The words jump out at her, cursive letters, written in bold, black ink.
Querida Gabriella:
You were born today, July 7, at 7:32 a.m. Weight: 8 pounds, 6 ounces. A big girl! A perfect baby girl, the doctor said.
She doesn’t know how long she sits there, looking at the first line.
Querida Gabriella.
Querida Gabriella.
Querida Gabriella.
Gabriella. Gabriella. Her name. It’s for her.
This time she feels the cold reach deep inside her, like an ice pick that has gotten inside her chest and is literally piercing her heart. Her mother is touching her. She feels it. She is touching the last thing her mother touched.
Gabriella drops the book, as if the jacket were burning her instead of turning her fingers to ice, and sends it clattering across the room. She rocks back and forth on her knees and looks at it, lying half open, the letters simply scratches on a paper, blurry because her eyes are now full of tears, but this time she makes no effort to stop crying. She needs to get up to get it back and read.
She needs to move. But she can’t. Is it all for her? Letters to her, lying there, dead, unopened, intact, for all these years? In the emptiness of the house with its cracking floors and escalating vegetation it feels—absurdly, she tells herself, but she can’t help it—like she’s somehow set a curse in motion. Why did no one find it before?
Her cell phone has been ringing, but all she hears is the rushing in her ears, and she covers them tightly with the palms of her hands. Outside, the light changes, and when Edgar and her grandmother finally come to the house looking for her, the afternoon sun hits the kneeling figure in the middle of the room. The illumination is perfect for a natural light photograph.
That night, she sleeps with the notebook clutched tightly in her arms and the light on.
She hasn’t told her father about the notebook, and she’s refused to give it to Nini. She doesn’t really know why. Maybe because Nini never told her about her mother’s possessions, either.
“It was one of those things that wasn’t supposed to happen,” Nini tells her that evening, stroking Gabriella’s hair gently, insistently, as she lies on her bed, her back to her grandmother, looking at the wall.
“When I learned that her things were actually in one piece, well, I just didn’t know what to do,” Nini continues. “What is the point in having possessions without the person? And so, I put them inside the box. And everything else that had to do with that day, I put away. I locked it out of my memory—as much as I could, that is—and I put it as far away from me physically as I could. I made a conscientious decision to forget.
“I hadn’t even remembered where I’d put it until today. I just know that at the time, I wanted it as far away from my mind and my soul as humanly possible. I wanted to remember her alive and triumphant as she always was. Not dead. That was my daughter. Not the person with the dead face whose clothes I put away.

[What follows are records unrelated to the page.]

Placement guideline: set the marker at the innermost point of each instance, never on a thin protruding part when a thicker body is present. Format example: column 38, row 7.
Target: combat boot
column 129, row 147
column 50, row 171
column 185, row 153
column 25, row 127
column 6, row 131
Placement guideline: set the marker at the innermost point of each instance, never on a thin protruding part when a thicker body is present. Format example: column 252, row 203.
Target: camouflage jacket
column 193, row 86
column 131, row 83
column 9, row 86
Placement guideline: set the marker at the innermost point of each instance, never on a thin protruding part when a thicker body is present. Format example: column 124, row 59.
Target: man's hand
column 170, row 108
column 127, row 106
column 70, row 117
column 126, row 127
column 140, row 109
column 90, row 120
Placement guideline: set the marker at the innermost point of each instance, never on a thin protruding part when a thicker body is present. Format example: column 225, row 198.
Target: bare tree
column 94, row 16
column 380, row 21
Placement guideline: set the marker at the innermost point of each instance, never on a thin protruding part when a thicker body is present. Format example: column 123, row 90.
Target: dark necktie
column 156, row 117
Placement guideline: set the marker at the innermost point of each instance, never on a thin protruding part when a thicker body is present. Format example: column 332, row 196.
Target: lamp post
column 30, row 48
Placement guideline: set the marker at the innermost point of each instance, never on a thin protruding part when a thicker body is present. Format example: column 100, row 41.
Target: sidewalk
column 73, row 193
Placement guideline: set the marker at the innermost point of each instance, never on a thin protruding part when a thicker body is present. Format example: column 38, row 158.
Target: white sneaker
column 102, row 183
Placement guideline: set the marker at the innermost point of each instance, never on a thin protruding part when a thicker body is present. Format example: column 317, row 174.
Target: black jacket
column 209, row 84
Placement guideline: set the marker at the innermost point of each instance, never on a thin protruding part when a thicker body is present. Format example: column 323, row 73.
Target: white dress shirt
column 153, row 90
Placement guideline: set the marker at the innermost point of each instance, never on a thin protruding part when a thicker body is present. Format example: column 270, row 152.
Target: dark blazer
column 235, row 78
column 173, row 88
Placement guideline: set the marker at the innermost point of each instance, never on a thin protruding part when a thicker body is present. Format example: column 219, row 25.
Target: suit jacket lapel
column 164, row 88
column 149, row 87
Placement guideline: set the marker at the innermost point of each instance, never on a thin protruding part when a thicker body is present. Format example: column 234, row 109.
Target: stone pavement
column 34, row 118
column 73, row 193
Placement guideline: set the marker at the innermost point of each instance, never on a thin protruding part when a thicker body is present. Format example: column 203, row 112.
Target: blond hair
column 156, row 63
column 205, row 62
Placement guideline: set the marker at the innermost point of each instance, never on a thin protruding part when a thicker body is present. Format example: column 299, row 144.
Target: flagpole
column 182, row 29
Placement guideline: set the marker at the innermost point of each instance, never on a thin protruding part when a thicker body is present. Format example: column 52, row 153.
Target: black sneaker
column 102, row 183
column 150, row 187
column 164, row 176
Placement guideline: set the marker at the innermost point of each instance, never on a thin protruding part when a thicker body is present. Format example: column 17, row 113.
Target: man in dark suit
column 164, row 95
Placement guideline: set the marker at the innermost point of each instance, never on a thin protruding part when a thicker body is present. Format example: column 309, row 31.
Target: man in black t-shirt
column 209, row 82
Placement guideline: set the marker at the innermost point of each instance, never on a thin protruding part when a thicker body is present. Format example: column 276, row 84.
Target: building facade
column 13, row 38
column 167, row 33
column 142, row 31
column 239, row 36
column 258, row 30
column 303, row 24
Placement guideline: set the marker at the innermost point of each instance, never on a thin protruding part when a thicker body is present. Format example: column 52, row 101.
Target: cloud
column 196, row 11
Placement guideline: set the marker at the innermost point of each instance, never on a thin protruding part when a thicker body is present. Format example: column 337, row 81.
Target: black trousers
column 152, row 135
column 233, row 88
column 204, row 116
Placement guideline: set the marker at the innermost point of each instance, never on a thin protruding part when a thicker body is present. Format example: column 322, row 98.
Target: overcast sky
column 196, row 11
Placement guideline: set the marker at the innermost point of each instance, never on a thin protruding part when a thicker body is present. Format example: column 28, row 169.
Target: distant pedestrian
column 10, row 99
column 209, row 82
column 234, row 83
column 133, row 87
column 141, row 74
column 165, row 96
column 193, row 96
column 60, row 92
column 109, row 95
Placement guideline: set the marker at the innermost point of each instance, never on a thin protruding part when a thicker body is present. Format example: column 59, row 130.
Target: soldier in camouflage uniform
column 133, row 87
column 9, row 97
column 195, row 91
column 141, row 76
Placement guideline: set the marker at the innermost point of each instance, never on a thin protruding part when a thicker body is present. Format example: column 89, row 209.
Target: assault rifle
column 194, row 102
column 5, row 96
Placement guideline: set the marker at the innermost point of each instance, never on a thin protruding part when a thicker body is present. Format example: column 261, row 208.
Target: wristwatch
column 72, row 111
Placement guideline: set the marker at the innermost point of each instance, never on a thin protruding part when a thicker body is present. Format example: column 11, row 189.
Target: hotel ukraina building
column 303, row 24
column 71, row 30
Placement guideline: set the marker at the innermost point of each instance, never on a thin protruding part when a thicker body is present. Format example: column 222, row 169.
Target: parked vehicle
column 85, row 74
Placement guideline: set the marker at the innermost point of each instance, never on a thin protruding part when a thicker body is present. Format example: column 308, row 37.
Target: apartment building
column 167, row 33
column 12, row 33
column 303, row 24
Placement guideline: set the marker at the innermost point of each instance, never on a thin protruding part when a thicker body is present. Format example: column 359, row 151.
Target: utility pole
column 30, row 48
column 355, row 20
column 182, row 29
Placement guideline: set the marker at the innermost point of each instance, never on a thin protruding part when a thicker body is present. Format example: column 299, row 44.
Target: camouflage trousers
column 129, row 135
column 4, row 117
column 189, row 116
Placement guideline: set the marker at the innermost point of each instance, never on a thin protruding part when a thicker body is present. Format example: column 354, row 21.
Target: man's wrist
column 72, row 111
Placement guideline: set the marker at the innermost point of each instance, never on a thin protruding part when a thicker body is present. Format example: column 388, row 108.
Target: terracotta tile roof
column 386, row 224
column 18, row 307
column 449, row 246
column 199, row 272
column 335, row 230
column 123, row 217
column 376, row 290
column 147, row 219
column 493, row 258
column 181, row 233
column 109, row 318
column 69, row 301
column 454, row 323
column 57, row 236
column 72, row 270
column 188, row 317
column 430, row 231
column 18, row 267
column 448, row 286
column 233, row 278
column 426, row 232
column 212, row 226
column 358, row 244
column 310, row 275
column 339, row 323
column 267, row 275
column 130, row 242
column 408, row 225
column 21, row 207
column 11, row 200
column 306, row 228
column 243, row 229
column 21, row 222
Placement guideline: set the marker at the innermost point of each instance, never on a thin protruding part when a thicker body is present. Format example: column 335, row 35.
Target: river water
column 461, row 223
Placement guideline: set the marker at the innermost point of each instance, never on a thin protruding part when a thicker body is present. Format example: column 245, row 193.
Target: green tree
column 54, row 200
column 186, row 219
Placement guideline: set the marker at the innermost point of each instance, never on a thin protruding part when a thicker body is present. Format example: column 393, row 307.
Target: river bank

“After your grandfather died, I moved out of the house and into the new apartment. I moved here, I moved your mother’s room here, and your father started to send you down. That’s when I realized that I, too, had died that night. Because when you started to come down to visit, I started to live again. I started to feel again. You made me laugh again with your earnest stories and your beautiful face.
“And this box, with these clothes and this purse and all these things that I can see mean so much to you, I forgot. I forgot because I couldn’t bear to remember.
“Please forgive me, Gabriella,” she says, her voice sounding so profoundly, so hopelessly sad that Gabriella finally turns around and brings her hand up to her grandmother’s.
“Forgive me, Gabriellita. I did the best I could.”